Aus Sicht des Umweltbundesamtes (UBA) ist die Pflanzenschutzintensität viel zu hoch. Im Gespräch mit der agrarzeitung (az) sagt UBA-Präsidentin Maria Krautzberger, welche Schritte sie von Landwirten und Herstellern erwartet und wo sie die größten Blockaden erlebt.


Maria Krautzberger betrachtet das Fünf-Punkte- Programm als Angebot zum Dialog.
-- , Foto: UBA
Maria Krautzberger betrachtet das Fünf-Punkte- Programm als Angebot zum Dialog.

agrarzeitung: Landwirte sind überzeugt, nachhaltig zu wirtschaften. Das UBA stellt erhebliche Defizite fest. Wer hat Recht?
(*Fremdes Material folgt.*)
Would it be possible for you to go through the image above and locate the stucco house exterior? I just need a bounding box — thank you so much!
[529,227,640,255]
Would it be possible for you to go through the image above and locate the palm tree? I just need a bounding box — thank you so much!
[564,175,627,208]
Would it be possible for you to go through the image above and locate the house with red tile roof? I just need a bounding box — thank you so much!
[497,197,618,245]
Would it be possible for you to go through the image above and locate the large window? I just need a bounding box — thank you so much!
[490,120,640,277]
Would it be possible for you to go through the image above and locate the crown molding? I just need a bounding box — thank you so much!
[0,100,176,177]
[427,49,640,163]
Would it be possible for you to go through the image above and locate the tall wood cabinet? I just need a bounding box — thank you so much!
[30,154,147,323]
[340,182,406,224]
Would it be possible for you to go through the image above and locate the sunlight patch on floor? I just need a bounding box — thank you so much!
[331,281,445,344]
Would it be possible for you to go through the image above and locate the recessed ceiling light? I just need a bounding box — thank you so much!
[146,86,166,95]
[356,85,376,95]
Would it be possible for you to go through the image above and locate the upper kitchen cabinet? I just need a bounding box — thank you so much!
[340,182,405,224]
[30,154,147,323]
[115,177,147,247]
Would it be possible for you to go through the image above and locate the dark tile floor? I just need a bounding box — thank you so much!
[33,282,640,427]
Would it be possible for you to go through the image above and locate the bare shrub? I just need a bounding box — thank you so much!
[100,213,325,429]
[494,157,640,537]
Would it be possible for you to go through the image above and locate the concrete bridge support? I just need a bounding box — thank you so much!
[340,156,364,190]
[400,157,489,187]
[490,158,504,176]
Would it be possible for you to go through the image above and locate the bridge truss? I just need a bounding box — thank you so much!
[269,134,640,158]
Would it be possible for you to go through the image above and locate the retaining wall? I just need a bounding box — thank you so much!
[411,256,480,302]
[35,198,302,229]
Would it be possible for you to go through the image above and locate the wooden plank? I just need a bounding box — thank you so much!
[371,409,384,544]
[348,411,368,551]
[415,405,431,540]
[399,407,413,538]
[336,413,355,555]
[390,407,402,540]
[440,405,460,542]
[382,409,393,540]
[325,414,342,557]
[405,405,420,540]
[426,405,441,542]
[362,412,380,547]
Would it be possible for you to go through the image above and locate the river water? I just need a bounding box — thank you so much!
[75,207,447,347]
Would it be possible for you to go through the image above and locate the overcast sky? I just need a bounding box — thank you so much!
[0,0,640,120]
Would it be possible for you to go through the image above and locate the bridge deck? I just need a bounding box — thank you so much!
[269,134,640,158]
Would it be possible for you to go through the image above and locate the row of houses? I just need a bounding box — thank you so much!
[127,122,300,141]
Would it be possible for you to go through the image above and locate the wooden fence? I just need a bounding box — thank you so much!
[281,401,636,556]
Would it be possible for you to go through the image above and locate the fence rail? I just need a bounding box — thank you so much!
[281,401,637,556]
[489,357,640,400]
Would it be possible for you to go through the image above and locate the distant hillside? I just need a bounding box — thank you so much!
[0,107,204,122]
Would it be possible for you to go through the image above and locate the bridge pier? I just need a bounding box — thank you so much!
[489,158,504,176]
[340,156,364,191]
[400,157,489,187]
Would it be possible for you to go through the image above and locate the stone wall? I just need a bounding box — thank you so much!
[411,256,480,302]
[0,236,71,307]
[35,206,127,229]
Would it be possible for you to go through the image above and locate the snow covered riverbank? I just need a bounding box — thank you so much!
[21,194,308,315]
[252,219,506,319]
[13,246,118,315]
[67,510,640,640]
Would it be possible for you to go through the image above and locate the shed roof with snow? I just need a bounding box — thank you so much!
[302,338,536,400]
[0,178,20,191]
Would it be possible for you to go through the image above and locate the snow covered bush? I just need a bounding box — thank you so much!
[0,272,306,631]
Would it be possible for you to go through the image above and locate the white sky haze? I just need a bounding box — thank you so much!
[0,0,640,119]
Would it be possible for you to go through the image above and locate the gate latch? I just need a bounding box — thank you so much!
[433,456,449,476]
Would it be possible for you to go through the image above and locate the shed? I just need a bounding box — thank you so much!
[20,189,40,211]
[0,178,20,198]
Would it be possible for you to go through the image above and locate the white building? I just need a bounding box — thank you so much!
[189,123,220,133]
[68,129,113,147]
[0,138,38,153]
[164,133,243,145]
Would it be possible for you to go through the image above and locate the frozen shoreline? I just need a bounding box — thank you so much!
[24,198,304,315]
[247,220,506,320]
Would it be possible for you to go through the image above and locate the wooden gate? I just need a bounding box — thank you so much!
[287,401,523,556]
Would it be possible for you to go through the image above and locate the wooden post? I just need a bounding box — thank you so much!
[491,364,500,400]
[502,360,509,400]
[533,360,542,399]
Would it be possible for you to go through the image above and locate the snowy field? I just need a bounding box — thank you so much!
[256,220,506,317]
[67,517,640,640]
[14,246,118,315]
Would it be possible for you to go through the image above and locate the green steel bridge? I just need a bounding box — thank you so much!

Krautzberger: Das UBA trifft wissenschaftlich fundierte Aussagen. Erst im Oktober haben wir eine Studie publiziert, die Bilanz zieht, wie sich die von der Landwirtschaft verursachten Umweltprobleme in den vergangenen 30 Jahren verändert haben. Dazu haben wir ein entsprechendes Sondergutachten des Sachverständigenrats für Umweltfragen von 1985 mit der gegenwärtigen Situation verglichen. Das Fazit: Die Situation hat sich in diesem langen Zeitraum zwar nicht grundlegend verschlechtert, aber eben leider auch nicht ausreichend verbessert. Und die biologische Vielfalt ist in Agrarlandschaften sogar dramatisch zurückgegangen.

Was läuft aus Ihrer Sicht schief?

Krautzberger: Wir wären ja schon froh, wenn diese Fakten in manchen Kreisen erst einmal akzeptiert würden. Wir haben im landwirtschaftlichen Bereich, was Umweltprobleme angeht, hauptsächlich ein Umsetzungsdefizit – kein Erkenntnisdefizit. Deswegen mischen wir uns in die Diskussion ein. Das haben wir getan im Kontext der Stickstoffbelastung aus der Landwirtschaft und eine Hoftorbilanz vorgeschlagen. Und das tun wir auch mit unserem Fünf-Punkte-Programm für einen nachhaltigen Pflanzenschutz.

Warum haben Sie das Papier jetzt veröffentlicht?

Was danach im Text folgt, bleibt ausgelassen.